Representatives of the association met last Wednesday with the government delegate in the Canary Islands, Anselmo Pestana, to learn more about the details of these transfers and the demands of minors who wish to remain in the Canary Islands without having to abandon their asylum application. Sources from the association confirm that in some cases, minors have given up international protection simply to be able to remain in Gran Canaria.
This organization was born with the aim of supporting students who survived the Atlantic Migration Route five years ago. “The conditions were miserable,” says one teacher. “We were seeing needs of all kinds. There was a shortage of food, clothes, telephones, and the means to get to class… We tried to give them what we could by taking it out of our pockets.” Now, everything that was built is at risk of dilution. The teacher confirms: “They accept having to leave, but it is very difficult because for the second time they are cut off from those bonds that they have established, and they have to leave their studies even though it was very difficult for them to learn Spanish… and it breaks them emotionally.”
Teachers in southern Gran Canaria are not the only ones who have organized to ask entrenched youth to stay. Families from the north of the island also rallied to stop the referral of people known in the town as the “Children of Araucas”. The residents of this municipality requested that minors be able to wait in their reception centers for the interview that assesses the interests of each child, instead of conducting it in the Canaria 50 center.
Supreme order
On October 23, the Supreme Court granted the state a “non-extendable” period of 15 days to comply with the order issued by the court in March. In it, he called on the central government to transfer asylum minors hosted in the Canary Islands network to its international protection system. The Spanish government confirmed that it had indeed complied with the order, “despite all the difficulties and complexities of the jurisdiction” because these minors were particularly vulnerable and had been integrated into a system that “the Ministry of Immigration had to completely modify to adapt it to their needs.”

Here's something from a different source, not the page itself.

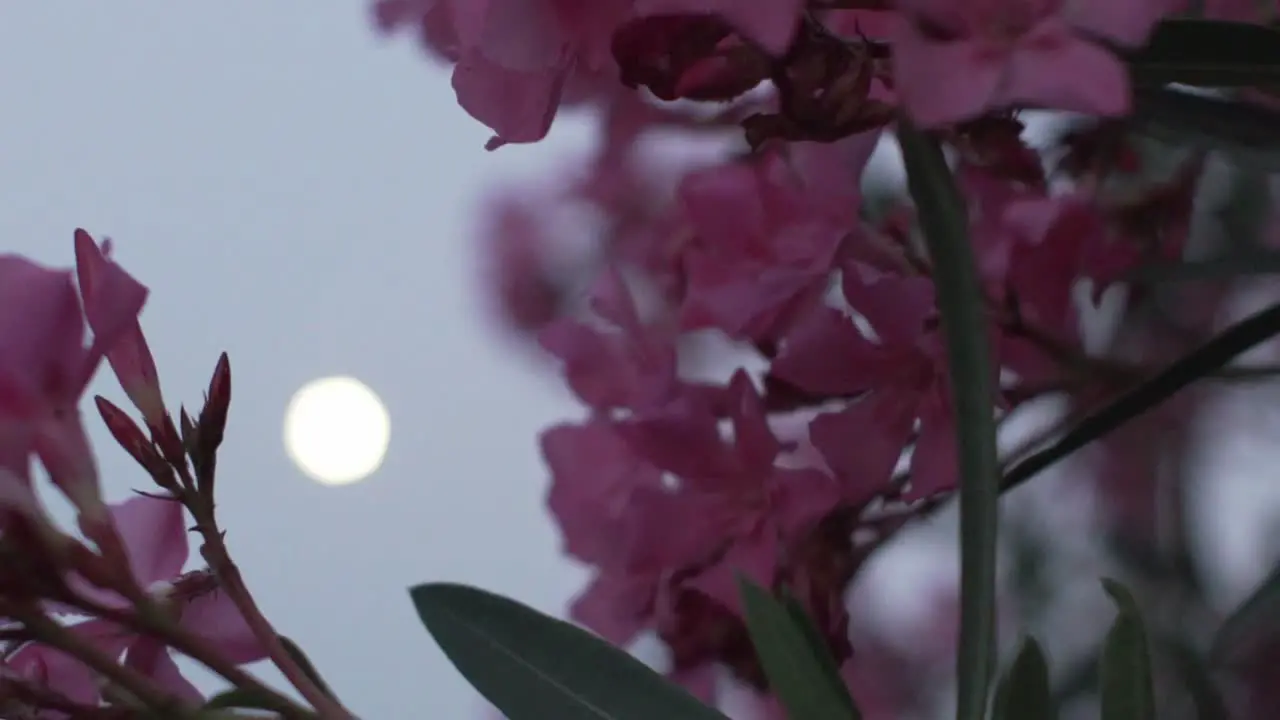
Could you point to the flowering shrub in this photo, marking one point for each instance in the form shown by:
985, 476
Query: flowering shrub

Sources from the Secretary of State for Immigration indicated that she had offered 817 places and there were still “about a hundred” to be filled. “These places can be filled while the Canary Islands government carries out the transfers and related procedures,” they noted. To date, in addition to the 50 units enabled in the Canary Islands, the Ministry has opened “several centers in different locations on the peninsula” and already has two sources in the Canary Islands. “It has a permanent nature linked to the individual circumstances of each minor, through which the degree of their integration on the islands will be assessed, as well as, if possible, their transition to adult life,” they explained.
The Secretary of State for Migration, Pilar Cancilla, points out that guardianship of minors remains the responsibility of the Canary Islands government. He stressed that “cooperation is necessary to ensure their full reception and to meet the needs of both boys and girls.” For their part, they stressed that they will continue to open the necessary reception resources on the peninsula.